Multi-perspective-view-coupled table object positioning method

Technical Field

The invention relates to an object positioning method, in particular to a table top object positioning method with coupled multiple perspective views.

Background

The field of precise machining generally needs precise three-dimensional positioning of workpieces, and positioning through biorthogonal X-ray registration is a novel workpiece positioning method. The method is also called as an image guide positioning technology, and the technology acquires 1-N two-dimensional perspective images of an object before processing, compares the two-dimensional perspective images with a three-dimensional computed tomography image of the object, obtains the spatial transformation of the processing positioning position and the current position of the object, and controls a table board to move the object to a processing preset position.
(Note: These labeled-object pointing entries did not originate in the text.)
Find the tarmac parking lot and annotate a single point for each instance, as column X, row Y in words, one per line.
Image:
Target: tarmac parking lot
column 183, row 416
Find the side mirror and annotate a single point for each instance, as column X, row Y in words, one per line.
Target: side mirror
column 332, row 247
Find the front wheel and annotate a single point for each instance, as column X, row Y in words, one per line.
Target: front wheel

The two-dimensional image can be acquired by various hardware, which are commonly known as: 1. two sets of X-ray imaging systems with mutually orthogonal axes are independent of the processing tool, and each set of X-ray imaging system consists of an X-ray bulb tube source and an X-ray detection plate; 2. a KV-class Cone-Beam CT (CBCT) system mounted on a rotating device. The first type of hardware can rapidly shoot 2X perspective images with orthogonal angles, and the second type of hardware can dynamically shoot a plurality of X perspective images with different angles along with the rotation of the C-shaped arm. The first method has strict requirements on the installation position of an imaging system, and has difficulty in adapting to different applications, so that the application range is limited; the second type needs the certain angle of rotary device when fixing a position, leads to the location time longer to because the object can be out of shape at the rotatory process, and rotary device can have unstable phenomenon in the rotatory process, probably leads to positioning accuracy to descend.

Disclosure of Invention

The purpose of the invention is as follows: the invention aims to provide a multi-perspective-view-coupled table object positioning method capable of expanding the application range and improving the precision.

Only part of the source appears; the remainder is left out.